O papel dos chatbots na formação da decisão de voto
A atratividade das ferramentas de inteligência artificial reside na sua simplicidade e na capacidade de apresentar informações de forma direta e compreensível. Muitos usuários as veem como pesquisadores apartidários, capazes de oferecer uma visão mais clara do que a cobertura jornalística tradicional ou o turbilhão das redes sociais. A interação com esses modelos de linguagem de grande escala é percebida como mais eficiente e personalizada.
Pesquisadores como David G. Rand, professor da Universidade Cornell, que estuda a eficácia da IA na persuasão política, observam que esses modelos são persuasivos por sua habilidade em apresentar fatos e alegações factuais de maneira clara. Rand, inclusive, utilizou a inteligência artificial para auxiliar em sua própria decisão em uma eleição local, carregando um vídeo de um fórum de campanha e pedindo à IA que alinhasse os candidatos aos seus valores. Suas escolhas foram posteriormente endossadas por amigos mais engajados na política local.
Desafios e riscos da IA eleitoral nas urnas
Apesar do apelo, especialistas alertam para os riscos inerentes à entrega do processo democrático à tecnologia. A principal preocupação é que os resultados produzidos pelos chatbots podem conter erros factuais ou ser moldados por suposições equivocadas. A natureza confiante e autoritativa das respostas geradas pela IA pode levar os usuários a não verificar as informações, aceitando-as como verdadeiras sem questionamento.
Um dos vieses identificados por Rand é a tendência da IA em reafirmar e espelhar as inclinações dos usuários, enquadrando as visões dos candidatos sob a perspectiva dos eleitores, em vez de apresentar fatos objetivos. A Anthropic, desenvolvedora do Claude, afirma que busca fornecer respostas abrangentes, precisas e equilibradas, tratando diferentes pontos de vista políticos com igual profundidade e rigor analítico.
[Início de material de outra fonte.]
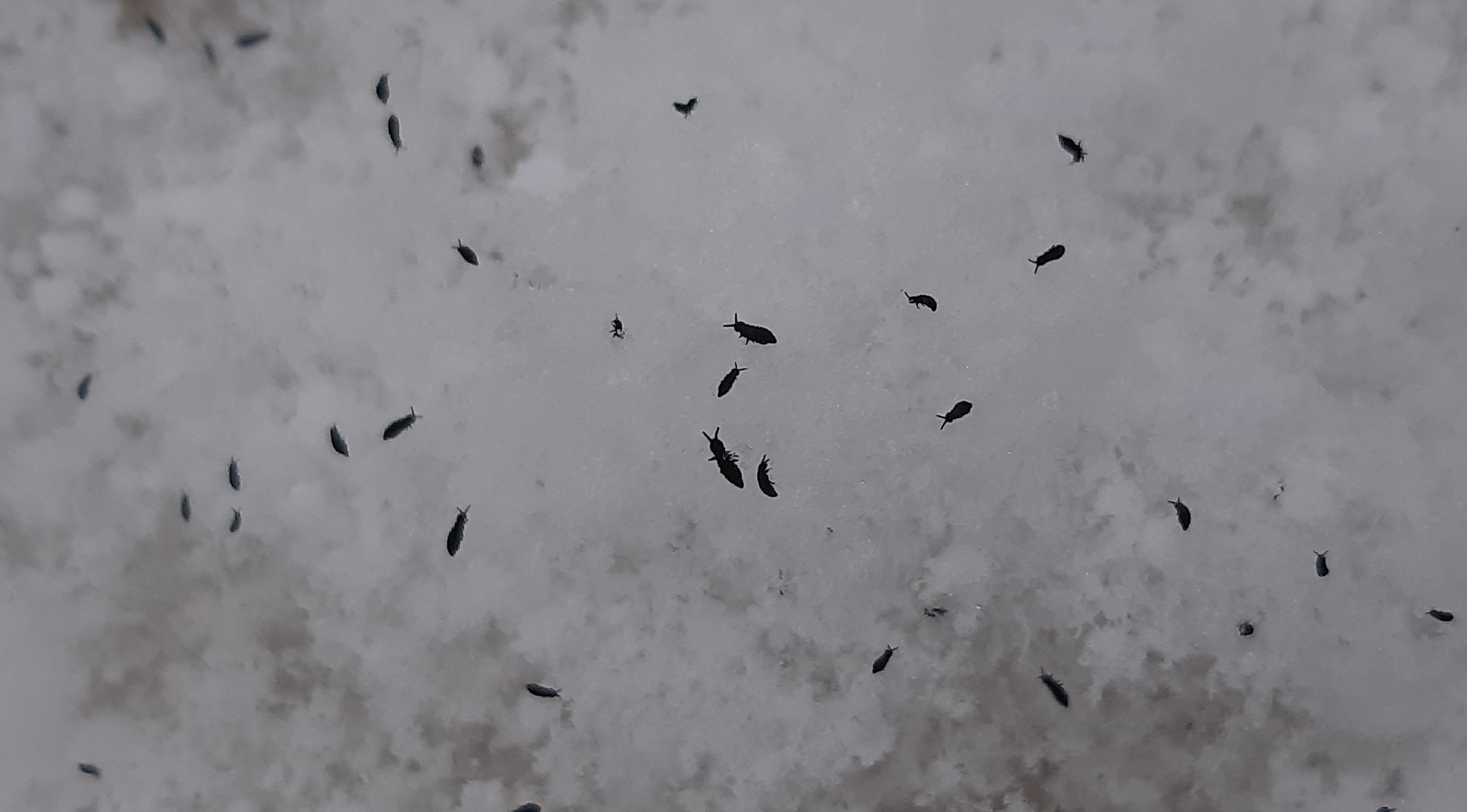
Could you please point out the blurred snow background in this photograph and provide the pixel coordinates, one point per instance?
(1264, 288)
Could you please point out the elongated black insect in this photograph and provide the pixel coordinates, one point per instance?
(958, 409)
(1055, 253)
(1183, 513)
(922, 301)
(728, 380)
(401, 424)
(156, 30)
(338, 443)
(1057, 689)
(881, 662)
(753, 333)
(765, 483)
(1073, 147)
(457, 534)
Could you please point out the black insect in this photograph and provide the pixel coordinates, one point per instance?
(395, 133)
(1057, 689)
(457, 534)
(1073, 147)
(753, 333)
(338, 443)
(958, 409)
(881, 662)
(728, 380)
(1055, 253)
(922, 301)
(1183, 513)
(401, 424)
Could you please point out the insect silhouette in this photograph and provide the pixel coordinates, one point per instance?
(1057, 689)
(395, 133)
(401, 424)
(728, 380)
(922, 301)
(457, 534)
(958, 409)
(753, 333)
(1183, 513)
(765, 483)
(1073, 147)
(881, 662)
(338, 442)
(1055, 253)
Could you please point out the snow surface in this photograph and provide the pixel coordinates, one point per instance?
(1259, 314)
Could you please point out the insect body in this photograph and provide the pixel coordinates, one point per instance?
(881, 662)
(1073, 147)
(1055, 253)
(922, 301)
(401, 424)
(728, 380)
(753, 332)
(1057, 689)
(457, 534)
(1183, 513)
(338, 442)
(958, 409)
(765, 483)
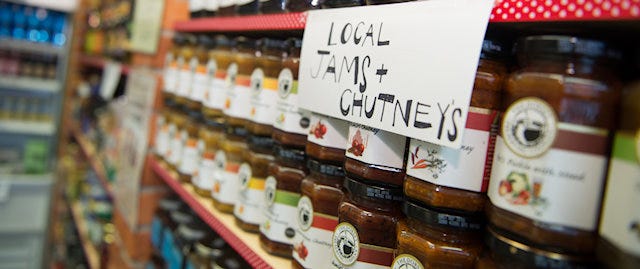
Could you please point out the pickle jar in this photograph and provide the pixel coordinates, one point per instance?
(317, 215)
(249, 210)
(367, 218)
(229, 157)
(550, 157)
(457, 179)
(375, 155)
(619, 244)
(282, 193)
(264, 87)
(220, 58)
(211, 132)
(437, 239)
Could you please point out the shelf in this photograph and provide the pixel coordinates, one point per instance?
(246, 244)
(90, 251)
(29, 84)
(27, 127)
(89, 152)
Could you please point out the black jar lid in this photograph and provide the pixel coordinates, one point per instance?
(380, 192)
(325, 168)
(442, 219)
(531, 257)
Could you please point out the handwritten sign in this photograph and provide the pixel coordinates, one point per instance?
(405, 68)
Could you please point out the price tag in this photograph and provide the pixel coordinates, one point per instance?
(405, 68)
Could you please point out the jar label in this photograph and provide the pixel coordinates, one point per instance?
(250, 205)
(348, 252)
(618, 226)
(560, 187)
(280, 213)
(264, 92)
(375, 146)
(315, 231)
(328, 132)
(407, 261)
(467, 168)
(226, 185)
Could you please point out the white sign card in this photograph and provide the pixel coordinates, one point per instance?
(405, 68)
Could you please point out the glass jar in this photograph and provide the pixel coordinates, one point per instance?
(509, 253)
(220, 58)
(367, 217)
(554, 138)
(211, 133)
(436, 239)
(226, 184)
(457, 179)
(376, 155)
(327, 139)
(249, 210)
(282, 193)
(619, 244)
(317, 215)
(291, 123)
(264, 87)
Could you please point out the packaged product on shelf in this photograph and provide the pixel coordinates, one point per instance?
(457, 179)
(281, 194)
(367, 217)
(291, 124)
(435, 239)
(551, 153)
(619, 244)
(376, 155)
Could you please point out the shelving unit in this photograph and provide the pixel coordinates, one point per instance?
(246, 244)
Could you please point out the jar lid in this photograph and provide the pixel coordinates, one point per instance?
(434, 217)
(323, 168)
(567, 46)
(519, 253)
(358, 188)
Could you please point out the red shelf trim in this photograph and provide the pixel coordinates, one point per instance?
(251, 257)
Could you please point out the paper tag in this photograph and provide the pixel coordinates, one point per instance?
(372, 65)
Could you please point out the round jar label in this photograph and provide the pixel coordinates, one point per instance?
(346, 243)
(305, 213)
(529, 127)
(406, 261)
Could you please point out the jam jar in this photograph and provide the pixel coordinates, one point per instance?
(249, 210)
(226, 184)
(619, 244)
(457, 179)
(436, 239)
(291, 123)
(367, 217)
(211, 132)
(317, 215)
(550, 157)
(282, 193)
(508, 253)
(376, 155)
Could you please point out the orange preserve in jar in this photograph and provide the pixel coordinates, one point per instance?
(211, 132)
(619, 244)
(551, 154)
(249, 210)
(367, 218)
(291, 123)
(220, 57)
(457, 179)
(317, 215)
(226, 183)
(435, 239)
(281, 194)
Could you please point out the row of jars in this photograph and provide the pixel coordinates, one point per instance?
(212, 8)
(524, 190)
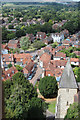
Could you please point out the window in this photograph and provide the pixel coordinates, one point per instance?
(12, 71)
(8, 75)
(21, 59)
(67, 103)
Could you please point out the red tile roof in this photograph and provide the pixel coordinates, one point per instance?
(7, 57)
(45, 57)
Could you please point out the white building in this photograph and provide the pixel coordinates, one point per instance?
(57, 37)
(67, 90)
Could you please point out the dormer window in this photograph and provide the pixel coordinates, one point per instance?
(13, 72)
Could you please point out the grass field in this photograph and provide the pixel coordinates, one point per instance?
(52, 106)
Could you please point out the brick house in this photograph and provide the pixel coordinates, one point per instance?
(75, 61)
(9, 73)
(44, 60)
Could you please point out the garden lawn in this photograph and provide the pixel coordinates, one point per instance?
(51, 106)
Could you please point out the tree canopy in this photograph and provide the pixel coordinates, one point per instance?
(48, 87)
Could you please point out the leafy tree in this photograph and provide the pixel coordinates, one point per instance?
(16, 50)
(73, 112)
(24, 43)
(76, 71)
(10, 26)
(19, 68)
(47, 28)
(54, 44)
(10, 19)
(9, 65)
(48, 87)
(20, 33)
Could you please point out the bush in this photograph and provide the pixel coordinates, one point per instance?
(48, 87)
(9, 65)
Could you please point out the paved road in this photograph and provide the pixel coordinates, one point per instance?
(37, 75)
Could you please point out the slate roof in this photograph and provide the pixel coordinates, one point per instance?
(67, 79)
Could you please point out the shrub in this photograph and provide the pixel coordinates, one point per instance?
(48, 87)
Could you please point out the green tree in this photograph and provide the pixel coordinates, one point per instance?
(10, 19)
(38, 44)
(20, 33)
(73, 112)
(17, 93)
(24, 43)
(48, 87)
(10, 36)
(39, 107)
(10, 26)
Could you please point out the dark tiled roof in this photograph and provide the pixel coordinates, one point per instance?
(67, 79)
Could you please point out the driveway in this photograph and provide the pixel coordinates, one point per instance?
(37, 75)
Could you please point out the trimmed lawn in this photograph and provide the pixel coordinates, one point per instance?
(52, 106)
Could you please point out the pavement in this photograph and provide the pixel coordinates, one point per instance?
(37, 75)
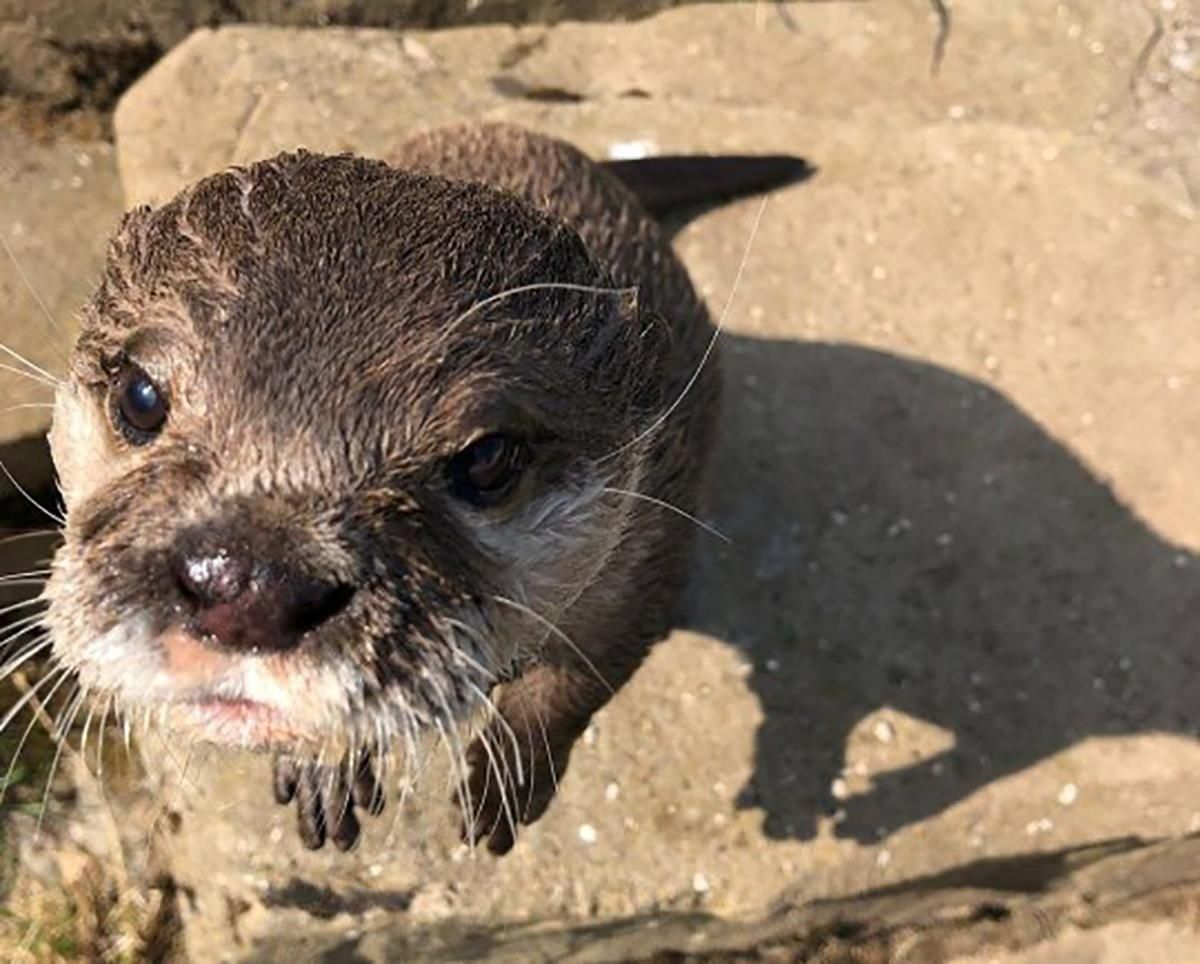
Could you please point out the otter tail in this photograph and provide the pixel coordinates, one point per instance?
(671, 183)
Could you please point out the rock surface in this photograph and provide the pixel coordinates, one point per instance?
(957, 620)
(84, 53)
(60, 197)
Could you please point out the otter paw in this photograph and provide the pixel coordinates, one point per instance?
(503, 794)
(327, 797)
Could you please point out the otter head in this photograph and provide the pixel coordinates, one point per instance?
(337, 447)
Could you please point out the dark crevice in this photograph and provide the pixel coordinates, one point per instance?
(511, 87)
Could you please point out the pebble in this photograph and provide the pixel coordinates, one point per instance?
(631, 150)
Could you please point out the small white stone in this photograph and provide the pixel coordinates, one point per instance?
(633, 150)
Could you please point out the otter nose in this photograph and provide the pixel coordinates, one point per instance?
(249, 605)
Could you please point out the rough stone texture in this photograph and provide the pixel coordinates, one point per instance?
(84, 53)
(1084, 905)
(59, 201)
(957, 621)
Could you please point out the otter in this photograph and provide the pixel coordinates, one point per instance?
(357, 450)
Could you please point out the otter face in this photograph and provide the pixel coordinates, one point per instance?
(328, 479)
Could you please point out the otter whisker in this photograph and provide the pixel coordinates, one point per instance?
(29, 285)
(21, 604)
(59, 519)
(21, 743)
(508, 728)
(60, 744)
(16, 756)
(629, 292)
(504, 780)
(28, 375)
(35, 369)
(100, 738)
(708, 349)
(35, 647)
(676, 509)
(459, 756)
(29, 694)
(461, 789)
(29, 534)
(558, 634)
(87, 729)
(550, 754)
(66, 713)
(31, 574)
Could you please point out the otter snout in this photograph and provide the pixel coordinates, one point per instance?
(245, 602)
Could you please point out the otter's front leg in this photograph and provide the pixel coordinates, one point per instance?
(519, 760)
(328, 797)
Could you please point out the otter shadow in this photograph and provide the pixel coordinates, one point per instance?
(905, 537)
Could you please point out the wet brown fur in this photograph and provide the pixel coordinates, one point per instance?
(312, 319)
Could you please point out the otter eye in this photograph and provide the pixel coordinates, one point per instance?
(141, 407)
(486, 471)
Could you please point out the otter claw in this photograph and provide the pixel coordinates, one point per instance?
(327, 797)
No entanto, a complexidade da política e a sutileza das intenções humanas tornam a neutralidade total um desafio constante para qualquer algoritmo.
O futuro da IA e as campanhas políticas
A ascensão da inteligência artificial no cenário eleitoral é um indicativo de uma mudança mais ampla na forma como a política será conduzida e consumida. Já se vislumbra um futuro onde as próprias campanhas políticas criarão seus chatbots, permitindo que os eleitores interajam diretamente com as plataformas dos candidatos. Isso poderia, em tese, democratizar o acesso à informação, mas também levanta questões sobre a manipulação e a disseminação de desinformação em larga escala.
Jeremiah Hain, um psicoterapeuta de Los Angeles, exemplifica a facilidade com que a IA pode ser integrada à rotina eleitoral. Ele usou o ChatGPT para escolher candidatos e, entusiasmado, postou um vídeo no TikTok incentivando outros a fazer o mesmo, inclusive usando uma estratégia visual para aumentar o engajamento. Essa popularização, no entanto, exige uma reflexão crítica sobre a curadoria e a verificação das informações que alimentam esses sistemas, garantindo que a eficiência não mascare a ausência de um debate público robusto e fundamentado.